“But then the fire in my boiler up and quit before I came/there ain’t no empty cellar/need a gone dead train.” –R. S. Newman, 1970
Long before I could drive, or really even play, I fell into a collection of instruments that would make the Silver Lake $100-undercut mavens of vintage skip a collective heartbeat. I was given more cool gear before I was 12 than I would be able to afford until I was in my 30s. Such was the benefit of living among the cabal of doting Vineyard hippies with leaky barns and mildewed basements full of things that hadn’t seen the light of day since Nixon.
Late August, 1997, and another claustrophobic steam bath of a summer was coming to a close on the island. The tide of Ohioans ebbed on the midway of the Gay Head Cliffs, the apian buzz of mopeds overladen with corpulent amateurs began to fade. The old pink-green-and-white tour buses, backfiring on the overrun all the way from the ferry slip to the lighthouse, went back into hibernation. The Old Lady, as we called her, who ran the sandwich shops on the cliffs where I first found employment as a responsible teen, was throwing her annual summer’s-end do up at the old Vanderhoop Homestead. This was before it became a museum. She told us to bring our instruments–most of us youth had taken to music to while away the dreaded winters.
So to this hop I brought my Roland Juno-60 synthesizer, and my Ampeg SB-12 amplifier. In current privileged-vegan-hipster dollars, easily $3000 worth of vintage gear, but I had no idea what I had back then. I just wished the damn Roland would play like a piano so I could practice the Bach Inventions, and wondered why the Ampeg took so long to warm up, and why the power switch would occasionally shock me (knowing what I know now, I’m lucky I wasn’t flambéed into creosote). What did “VCF” stand for? What were those glowing glass bottles about?
I set up this Williamsburg wet dream on the low stage they built for the party. There was a drum kit, a bass rig, a guitar amp or two. The stage attracted the amassed revelers. It was a real cornucopia of enthusiasm, and a wildcard of abilities. Penny Huff and the Glavin kids all took their turn on various instruments. My dad came up and played drums, which he’d never played before. One kid came up repeatedly, screaming “I PLAY DRUMS” and doing his best Animal. I faked along with some synth boogie woogie. It was good fun, until it started to rain. See, Ampeg Portaflex flip-top amplifiers have their chassis out in the open on top of the cabinet. Water and iffy vacuum tube circuits don’t mix well. What exactly happened, I still don’t know for sure. Being that the capacitors had long since reached “death cap” age and I was receiving electric shocks from the chassis, I’m sure the amp wasn’t long for the world regardless. But in a flash, it was all over. The fuse popped, and the flip-top was thoroughly dead.
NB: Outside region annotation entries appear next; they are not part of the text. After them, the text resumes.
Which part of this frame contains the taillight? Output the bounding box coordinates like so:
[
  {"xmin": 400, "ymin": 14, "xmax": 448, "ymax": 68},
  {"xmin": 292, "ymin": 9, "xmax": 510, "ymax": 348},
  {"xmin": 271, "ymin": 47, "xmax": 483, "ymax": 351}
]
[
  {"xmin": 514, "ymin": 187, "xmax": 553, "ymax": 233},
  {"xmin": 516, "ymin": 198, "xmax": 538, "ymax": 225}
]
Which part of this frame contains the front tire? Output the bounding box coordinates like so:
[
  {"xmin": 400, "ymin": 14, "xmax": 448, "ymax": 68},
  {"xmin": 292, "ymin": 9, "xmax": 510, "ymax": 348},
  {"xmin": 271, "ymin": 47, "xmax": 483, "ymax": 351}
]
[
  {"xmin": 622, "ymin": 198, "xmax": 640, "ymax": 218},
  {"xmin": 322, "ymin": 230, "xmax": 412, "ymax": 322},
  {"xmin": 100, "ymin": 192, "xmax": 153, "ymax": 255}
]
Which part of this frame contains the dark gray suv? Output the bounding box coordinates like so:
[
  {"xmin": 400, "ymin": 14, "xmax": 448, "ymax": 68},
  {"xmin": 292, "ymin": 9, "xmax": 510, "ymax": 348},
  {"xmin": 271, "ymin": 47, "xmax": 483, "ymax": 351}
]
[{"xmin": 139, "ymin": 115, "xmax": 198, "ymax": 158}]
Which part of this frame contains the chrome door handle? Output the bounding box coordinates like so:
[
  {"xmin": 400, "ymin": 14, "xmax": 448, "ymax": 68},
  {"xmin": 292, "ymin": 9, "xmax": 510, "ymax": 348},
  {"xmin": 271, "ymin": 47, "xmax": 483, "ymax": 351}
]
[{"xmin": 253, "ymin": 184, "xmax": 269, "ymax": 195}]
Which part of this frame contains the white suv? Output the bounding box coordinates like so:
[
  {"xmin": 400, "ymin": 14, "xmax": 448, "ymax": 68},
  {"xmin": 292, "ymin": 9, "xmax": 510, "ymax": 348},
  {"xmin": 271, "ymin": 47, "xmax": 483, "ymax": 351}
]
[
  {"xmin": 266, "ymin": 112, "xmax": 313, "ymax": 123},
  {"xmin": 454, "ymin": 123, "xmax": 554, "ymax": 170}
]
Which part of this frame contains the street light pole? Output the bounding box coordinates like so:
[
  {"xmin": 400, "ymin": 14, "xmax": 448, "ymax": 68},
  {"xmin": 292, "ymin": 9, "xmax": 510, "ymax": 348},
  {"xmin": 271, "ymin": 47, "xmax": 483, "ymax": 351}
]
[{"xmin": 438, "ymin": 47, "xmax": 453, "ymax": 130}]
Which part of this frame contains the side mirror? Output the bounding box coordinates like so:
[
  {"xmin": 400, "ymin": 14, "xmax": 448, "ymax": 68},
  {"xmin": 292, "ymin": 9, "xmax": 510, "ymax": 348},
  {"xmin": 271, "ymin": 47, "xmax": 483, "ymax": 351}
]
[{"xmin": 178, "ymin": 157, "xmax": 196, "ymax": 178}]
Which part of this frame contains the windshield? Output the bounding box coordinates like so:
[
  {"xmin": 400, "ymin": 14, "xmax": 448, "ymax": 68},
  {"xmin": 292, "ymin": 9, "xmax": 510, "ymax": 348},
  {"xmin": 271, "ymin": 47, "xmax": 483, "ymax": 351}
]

The hapless Portaflex has been silent ever since. I made a feeble attempt to revive it around 2005, and even started making an extension cabinet for it, both of which were fruitless. After my folks moved into the new house, the amp was tucked away in the mechanical room next to an old Hammond tone cabinet and my race-winning model trimaran. Being that I’ve entered the inexorable, frog-boiling-in-water spiral into gooberdom, on my home visit this past Christmas I packed the half-disassembled amplifier into boxes and shipped it out to the west coast. I’ll make her sing again, by Jupiter.
I have to preserve this Ampeg, partly because it’s a great amp, partly because it was one of my first pieces of musical gear, but also because it’s preserving a totem to a way of life that is dying. The Old Vineyard Way, that is. Those old doting hippies and gonzo poets of the purple haze pur sang are moving on to the next world too fast for comfort, replaced by the forgettable nouveau-riche and dreary teeming silver BMWs from afar, and with them is going a time and place where a snot-nosed kid gets given synthesizers and pianos and amplifiers for no reason but for the love. Where things were perfectly imperfect, where they still work the waterfront and ask about your mother, they party in burnt-down houses and drive Fords on frozen ponds. Where they wave to you on the road and keep the library open twenty-four hours a day. Where somebodies were just anybody, where everyone was someone. Where they drink to peace, love and understanding, drink to everything, live in tipis and set off rockets and make do with what they’ve got. As the clay cliffs steadily erode into the Atlantic, so too do the dancing days.
Christmas day, as Sarah and I walked the beach beneath those cliffs, we saw that the lighthouse was dark. As we wondered wherefore, who should come strolling the other way but Richard Skidmore, the lighthouse keeper. He explained it was a simple matter of a burnt-out bulb. The Coast Guard had changed the bulb specification for the rotating beacon, and the new bulbs had a failure rate several times higher than the old. And when one bulb burns out, they have to shut down the whole beacon and activate the emergency flasher so as not to confuse mariners with an irregular light pattern. We talked about my forthcoming record and Hammond organs and life. It was a little spark of the Old Vineyard Way. Someone has to keep the fire in that boiler, that mighty red lighthouse, that old Ampeg, that Old Way, burning.